Rappelons que nous allons franchir, l’année prochaine, le cap symbolique des 600 milliards d’euros de dépenses. C’est bien plus que le budget de l’État ; c’est bien plus que le financement d’autres politiques publiques, qui ont toutes leur importance, que l’on songe à la défense, à l’éducation et à la recherche, ou encore à la justice, pour n’en citer que quelques-unes.
Dans un contexte où les Français souffrent de la hausse des prix et de conditions de vie de plus en plus difficiles, nous sommes ici pour justifier des prélèvements qui sont effectués sur leurs revenus afin de leur assurer une protection solidaire.
En effet, malgré les sommes très importantes qui lui sont consacrées, notre modèle social est en crise structurelle. L’hôpital semble en plus mauvaise posture qu’au plus fort de la crise, l’accès aux soins souffre d’inégalités insupportables, qu’elles soient sociales ou territoriales. Les retraites sont mises à l’épreuve de la démographie et nous abordons, non sans inquiétude et dans l’impréparation, le mur de la dépendance des générations du papy-boom.
Alors que le modèle solidaire de notre protection sociale est menacé, que nous propose ce texte ? Un statu quo quelque peu incompréhensible en ce que le tableau d’équilibre avant mesures nouvelles est identique à celui après mesures, à cela près que des dépenses nouvelles sont venues absorber les recettes nouvelles.
Nous sommes responsables devant les Français de l’efficacité de la dépense publique et de la préparation du pays aux défis de demain. C’est à cela que nous devrions consacrer nos débats d’aujourd’hui.

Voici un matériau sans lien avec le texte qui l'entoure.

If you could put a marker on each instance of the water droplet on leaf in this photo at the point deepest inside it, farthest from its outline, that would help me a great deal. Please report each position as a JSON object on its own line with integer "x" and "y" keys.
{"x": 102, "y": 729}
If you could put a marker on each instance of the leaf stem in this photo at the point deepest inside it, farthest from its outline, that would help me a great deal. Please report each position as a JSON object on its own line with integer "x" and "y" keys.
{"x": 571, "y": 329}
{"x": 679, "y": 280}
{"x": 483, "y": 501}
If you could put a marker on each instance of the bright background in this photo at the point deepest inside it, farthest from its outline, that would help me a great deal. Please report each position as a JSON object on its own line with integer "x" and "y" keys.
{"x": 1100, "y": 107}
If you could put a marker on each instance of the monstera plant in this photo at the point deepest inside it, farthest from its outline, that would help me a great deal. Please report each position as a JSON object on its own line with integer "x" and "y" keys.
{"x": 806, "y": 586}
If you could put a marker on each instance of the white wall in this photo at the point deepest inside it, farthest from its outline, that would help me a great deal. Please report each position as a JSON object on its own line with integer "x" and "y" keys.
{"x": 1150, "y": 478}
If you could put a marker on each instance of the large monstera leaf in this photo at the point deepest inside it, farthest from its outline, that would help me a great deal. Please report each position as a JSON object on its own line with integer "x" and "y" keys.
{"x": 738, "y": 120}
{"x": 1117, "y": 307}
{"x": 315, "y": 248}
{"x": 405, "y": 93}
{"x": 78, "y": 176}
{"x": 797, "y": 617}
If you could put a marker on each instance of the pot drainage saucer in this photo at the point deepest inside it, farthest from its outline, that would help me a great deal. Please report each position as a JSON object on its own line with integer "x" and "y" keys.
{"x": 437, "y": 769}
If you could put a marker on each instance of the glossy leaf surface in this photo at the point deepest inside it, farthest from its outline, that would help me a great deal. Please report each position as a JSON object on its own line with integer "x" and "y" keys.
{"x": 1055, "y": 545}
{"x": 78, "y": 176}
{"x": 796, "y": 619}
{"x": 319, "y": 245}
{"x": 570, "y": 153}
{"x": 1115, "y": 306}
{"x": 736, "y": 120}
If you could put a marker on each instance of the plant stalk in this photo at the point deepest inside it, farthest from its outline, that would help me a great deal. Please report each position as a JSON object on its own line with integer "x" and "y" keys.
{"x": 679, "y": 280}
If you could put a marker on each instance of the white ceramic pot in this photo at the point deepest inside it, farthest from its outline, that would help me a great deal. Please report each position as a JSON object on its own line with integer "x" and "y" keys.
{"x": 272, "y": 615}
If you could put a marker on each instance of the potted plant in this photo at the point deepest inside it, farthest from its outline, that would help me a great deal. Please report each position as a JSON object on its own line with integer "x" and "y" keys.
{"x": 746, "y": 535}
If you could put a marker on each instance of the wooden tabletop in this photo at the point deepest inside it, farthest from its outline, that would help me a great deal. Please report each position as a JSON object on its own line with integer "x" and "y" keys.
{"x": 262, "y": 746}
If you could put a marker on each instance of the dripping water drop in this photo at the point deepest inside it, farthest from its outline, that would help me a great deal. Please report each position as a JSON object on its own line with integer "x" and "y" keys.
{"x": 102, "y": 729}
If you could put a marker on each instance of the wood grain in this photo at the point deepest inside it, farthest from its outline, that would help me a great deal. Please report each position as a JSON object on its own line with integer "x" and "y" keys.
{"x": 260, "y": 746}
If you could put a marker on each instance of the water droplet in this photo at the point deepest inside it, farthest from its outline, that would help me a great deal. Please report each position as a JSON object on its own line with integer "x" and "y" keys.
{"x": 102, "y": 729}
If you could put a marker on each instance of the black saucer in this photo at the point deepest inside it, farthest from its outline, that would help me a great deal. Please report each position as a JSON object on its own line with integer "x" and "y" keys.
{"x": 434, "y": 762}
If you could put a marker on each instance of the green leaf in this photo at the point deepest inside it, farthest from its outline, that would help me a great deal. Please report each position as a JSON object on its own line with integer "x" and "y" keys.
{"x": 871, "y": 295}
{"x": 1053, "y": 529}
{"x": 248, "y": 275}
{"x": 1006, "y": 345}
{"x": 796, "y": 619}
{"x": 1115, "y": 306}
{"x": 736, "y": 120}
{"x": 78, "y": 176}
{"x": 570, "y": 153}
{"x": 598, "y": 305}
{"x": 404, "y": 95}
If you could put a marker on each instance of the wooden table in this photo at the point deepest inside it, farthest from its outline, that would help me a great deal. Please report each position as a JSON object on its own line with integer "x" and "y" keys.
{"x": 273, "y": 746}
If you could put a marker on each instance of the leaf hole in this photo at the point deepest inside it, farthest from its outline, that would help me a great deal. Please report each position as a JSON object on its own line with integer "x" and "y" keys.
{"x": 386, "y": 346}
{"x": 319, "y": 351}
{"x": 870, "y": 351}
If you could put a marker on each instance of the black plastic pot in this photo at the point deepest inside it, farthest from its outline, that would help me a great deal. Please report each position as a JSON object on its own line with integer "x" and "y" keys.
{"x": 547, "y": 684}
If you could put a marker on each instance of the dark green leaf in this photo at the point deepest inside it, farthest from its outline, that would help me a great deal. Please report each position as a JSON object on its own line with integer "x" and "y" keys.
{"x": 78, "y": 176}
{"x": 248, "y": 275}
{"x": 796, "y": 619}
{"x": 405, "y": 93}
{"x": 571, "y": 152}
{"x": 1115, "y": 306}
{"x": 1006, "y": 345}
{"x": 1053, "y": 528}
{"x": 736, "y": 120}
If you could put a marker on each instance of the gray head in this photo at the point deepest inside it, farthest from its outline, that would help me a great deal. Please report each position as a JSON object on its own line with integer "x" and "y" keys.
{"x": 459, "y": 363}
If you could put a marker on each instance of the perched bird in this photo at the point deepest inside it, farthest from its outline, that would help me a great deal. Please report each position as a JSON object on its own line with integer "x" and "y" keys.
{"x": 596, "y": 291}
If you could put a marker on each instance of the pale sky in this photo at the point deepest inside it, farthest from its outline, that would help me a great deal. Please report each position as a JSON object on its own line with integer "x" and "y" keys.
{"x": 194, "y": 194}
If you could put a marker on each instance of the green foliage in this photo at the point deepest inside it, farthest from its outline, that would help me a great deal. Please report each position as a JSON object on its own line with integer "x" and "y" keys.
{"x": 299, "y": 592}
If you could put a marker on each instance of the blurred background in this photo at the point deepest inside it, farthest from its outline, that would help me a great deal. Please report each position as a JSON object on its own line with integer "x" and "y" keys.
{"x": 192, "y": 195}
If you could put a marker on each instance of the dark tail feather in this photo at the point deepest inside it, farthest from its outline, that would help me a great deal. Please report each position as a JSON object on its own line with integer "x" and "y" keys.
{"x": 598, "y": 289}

Comment sortir d’une économie de crise ? Comment faire face à l’inflation et à la remontée des taux d’intérêt, alors que la dette sociale s’est accumulée ? Comment accueillir l’innovation et favoriser le vieillissement en bonne santé ?
Nous n’avons trouvé aucune réponse à ces questions dans le PLFSS. Néanmoins, en responsabilité, portée par l’exigence que nous devons aux Français et par un attachement profond à la soutenabilité de notre modèle social afin de pouvoir le laisser aux générations futures, la commission des affaires sociales vous en proposera quelques-unes.
Ces réponses passent par une adaptation de notre modèle social aux défis du moment, mais aussi par un renforcement de la reddition des comptes du Gouvernement devant le Parlement et, à travers lui, devant l’ensemble de nos concitoyens.